It’s been two months since we last checked in with a select group of PR and communications specialists from agency and in-house corporations. When we spoke to them during our 2020 State of the Industry #SOI2020 virtual roundtables in May we discussed the results of the Covid-19 survey conducted in February and their current perception of the impact of the pandemic on their businesses. True to form, the events of 2020 continue to show that a lot can happen in just two months! So, we asked our industry experts to give us an update.

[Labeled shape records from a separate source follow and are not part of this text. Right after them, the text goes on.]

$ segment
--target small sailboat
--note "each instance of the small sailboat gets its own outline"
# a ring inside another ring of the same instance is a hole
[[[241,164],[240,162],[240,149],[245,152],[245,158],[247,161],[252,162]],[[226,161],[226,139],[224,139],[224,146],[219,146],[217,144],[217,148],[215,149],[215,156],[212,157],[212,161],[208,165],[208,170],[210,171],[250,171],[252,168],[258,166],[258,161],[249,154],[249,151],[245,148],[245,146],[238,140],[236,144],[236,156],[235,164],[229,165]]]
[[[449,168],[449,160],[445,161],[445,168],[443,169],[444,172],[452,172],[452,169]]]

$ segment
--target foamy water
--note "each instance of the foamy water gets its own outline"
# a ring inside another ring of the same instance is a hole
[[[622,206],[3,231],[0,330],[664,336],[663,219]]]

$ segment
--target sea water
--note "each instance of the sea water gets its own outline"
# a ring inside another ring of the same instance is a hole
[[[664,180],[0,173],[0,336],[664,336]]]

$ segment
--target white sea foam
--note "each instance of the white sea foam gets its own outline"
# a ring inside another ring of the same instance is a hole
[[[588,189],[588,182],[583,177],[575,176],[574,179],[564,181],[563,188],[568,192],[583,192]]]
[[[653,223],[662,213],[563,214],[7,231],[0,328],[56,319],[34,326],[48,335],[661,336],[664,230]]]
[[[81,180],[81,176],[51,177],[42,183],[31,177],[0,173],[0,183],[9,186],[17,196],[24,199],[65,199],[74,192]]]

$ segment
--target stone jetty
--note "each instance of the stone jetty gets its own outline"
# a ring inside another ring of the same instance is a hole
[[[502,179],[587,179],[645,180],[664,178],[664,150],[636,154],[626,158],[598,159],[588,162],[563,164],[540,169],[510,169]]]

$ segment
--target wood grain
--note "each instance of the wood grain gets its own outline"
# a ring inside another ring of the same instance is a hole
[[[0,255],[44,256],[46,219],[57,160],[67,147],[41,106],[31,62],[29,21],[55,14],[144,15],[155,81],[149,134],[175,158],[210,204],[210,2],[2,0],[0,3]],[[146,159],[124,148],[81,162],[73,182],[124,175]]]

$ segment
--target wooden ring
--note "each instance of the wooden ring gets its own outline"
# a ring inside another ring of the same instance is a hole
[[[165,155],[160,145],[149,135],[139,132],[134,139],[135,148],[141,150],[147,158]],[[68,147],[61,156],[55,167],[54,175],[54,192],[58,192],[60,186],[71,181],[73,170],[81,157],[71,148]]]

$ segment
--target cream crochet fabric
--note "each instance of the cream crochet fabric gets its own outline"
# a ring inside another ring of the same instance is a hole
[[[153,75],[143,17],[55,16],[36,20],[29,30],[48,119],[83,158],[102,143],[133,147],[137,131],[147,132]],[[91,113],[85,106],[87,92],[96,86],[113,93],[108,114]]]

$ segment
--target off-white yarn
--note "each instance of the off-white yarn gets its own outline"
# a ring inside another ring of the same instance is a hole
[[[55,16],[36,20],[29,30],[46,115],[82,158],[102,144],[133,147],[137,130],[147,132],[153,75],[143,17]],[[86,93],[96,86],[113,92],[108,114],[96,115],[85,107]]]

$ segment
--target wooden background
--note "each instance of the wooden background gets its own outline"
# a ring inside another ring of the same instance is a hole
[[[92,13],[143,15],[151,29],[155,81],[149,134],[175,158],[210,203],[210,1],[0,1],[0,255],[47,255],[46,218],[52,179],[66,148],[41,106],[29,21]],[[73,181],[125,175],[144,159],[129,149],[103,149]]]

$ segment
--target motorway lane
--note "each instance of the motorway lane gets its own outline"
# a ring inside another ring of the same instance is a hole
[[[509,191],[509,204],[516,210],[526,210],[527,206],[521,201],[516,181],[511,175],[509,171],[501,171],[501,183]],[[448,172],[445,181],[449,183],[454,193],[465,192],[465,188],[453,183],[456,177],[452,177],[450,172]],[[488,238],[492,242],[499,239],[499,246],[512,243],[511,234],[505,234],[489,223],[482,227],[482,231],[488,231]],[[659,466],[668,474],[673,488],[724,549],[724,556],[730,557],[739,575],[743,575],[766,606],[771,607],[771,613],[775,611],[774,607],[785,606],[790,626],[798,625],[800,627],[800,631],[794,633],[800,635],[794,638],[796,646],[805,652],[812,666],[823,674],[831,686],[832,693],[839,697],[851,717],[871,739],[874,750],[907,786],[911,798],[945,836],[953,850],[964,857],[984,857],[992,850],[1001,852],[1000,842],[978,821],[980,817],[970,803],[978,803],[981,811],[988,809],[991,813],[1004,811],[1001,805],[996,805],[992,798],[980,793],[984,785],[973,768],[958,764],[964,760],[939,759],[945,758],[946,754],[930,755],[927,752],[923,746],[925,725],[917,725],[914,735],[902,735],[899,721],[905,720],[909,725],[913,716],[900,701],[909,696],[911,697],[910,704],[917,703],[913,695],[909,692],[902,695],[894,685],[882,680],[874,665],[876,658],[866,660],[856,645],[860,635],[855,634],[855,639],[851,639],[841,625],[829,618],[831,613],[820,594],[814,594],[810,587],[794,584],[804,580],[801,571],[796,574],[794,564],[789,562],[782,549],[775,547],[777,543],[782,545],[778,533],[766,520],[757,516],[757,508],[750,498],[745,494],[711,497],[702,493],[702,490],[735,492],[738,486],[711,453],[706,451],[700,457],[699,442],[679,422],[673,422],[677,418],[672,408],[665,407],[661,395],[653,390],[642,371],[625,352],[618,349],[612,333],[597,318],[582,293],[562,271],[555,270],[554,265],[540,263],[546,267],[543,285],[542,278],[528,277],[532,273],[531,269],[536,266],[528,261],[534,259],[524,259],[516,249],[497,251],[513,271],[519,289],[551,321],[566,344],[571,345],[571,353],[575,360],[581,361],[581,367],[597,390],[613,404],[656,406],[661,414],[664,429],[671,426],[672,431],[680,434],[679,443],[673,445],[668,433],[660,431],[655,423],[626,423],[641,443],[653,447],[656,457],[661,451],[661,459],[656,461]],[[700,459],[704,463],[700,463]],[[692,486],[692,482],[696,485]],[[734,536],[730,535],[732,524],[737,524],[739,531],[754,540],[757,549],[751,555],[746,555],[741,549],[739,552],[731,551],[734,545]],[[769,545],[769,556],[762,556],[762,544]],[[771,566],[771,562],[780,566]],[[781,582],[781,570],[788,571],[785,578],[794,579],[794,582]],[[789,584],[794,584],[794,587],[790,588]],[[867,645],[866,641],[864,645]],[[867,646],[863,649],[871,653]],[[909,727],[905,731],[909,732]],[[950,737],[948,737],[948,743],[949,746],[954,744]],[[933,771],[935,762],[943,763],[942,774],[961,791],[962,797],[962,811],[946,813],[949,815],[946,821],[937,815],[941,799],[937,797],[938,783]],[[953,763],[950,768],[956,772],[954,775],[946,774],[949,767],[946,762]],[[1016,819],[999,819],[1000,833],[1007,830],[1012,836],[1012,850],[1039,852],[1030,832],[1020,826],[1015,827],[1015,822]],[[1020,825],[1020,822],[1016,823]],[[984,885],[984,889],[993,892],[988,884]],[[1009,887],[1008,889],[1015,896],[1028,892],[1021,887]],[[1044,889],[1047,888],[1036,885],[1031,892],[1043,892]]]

Overall, we saw that the industry was more optimistic about the impact of Covid-19 on their businesses. In four categories – freeze on salary increases, scaling back agency and consultancy spend, small agencies closing due to financial difficulties, and large agencies closing due to financial difficulties – the likelihood was deemed to be lower than was estimated in February of this year. However, three scenarios were perceived to be more likely now than earlier in the year: reduced budgets, job losses/reduced headcount, and less investment in training and development.
In May, both in-house and agency leaders emphasized their commitment to protecting jobs and keeping staff in their roles. Two months later, this goal seems to be holding fast with an overwhelming 85% of respondents stating that their companies had not cut jobs in Asia-Pacific as a result of Covid-19. While the vast majority of teams seem to be stable for the moment, there is limited growth as 62% of respondents currently have a freeze on new hires.
Working from Home
With an average of 91% of respondents’ team members currently working from home and estimates of when teams would return to the office ranging from as soon as the end of July 2020 to Q1 2021, the question of productivity remains. In May, industry leaders were comfortable with the level of productivity and this continues to be the case with respondents scoring the productivity of their teams an average of 8 out of 10.
Almost two-thirds of respondents from both agencies and in-house have noted an overall reduction in agency budgets. The expectation in May was that budgets would be reserved for ‘essential services’ only. Now in July, around one-third of respondents noted that budgets have increased for internal communications and crisis/issues management, while a reduction of budget for events and training has been observed by 85% and 46% of respondents, respectively. Budgets for other services including digital/social, public affairs/government relations, media monitoring, strategic training and reputation management remain largely unchanged.
Value of Communications
Earlier this year, it was anticipated that one of the potential up-sides for the industry of this challenging period was that there would be a greater appreciation within corporations of communications. In July, this expectation seems to be coming into fruition. A massive 92% of respondents have noticed a greater appreciation within corporations of the value and importance of the communications function. This is being demonstrated by “more access to C-suite”, “more strategic discussions and request for advice”, “greater appreciation of the work that we do”, and “more work”!
There are signs within the industry in Asia that some markets such as Mainland China, Hong Kong and Singapore are on their way to resuming a level of normality. While no-one has a crystal ball, we can only do our best to stay safe and in good health as we navigate this turbulent year together.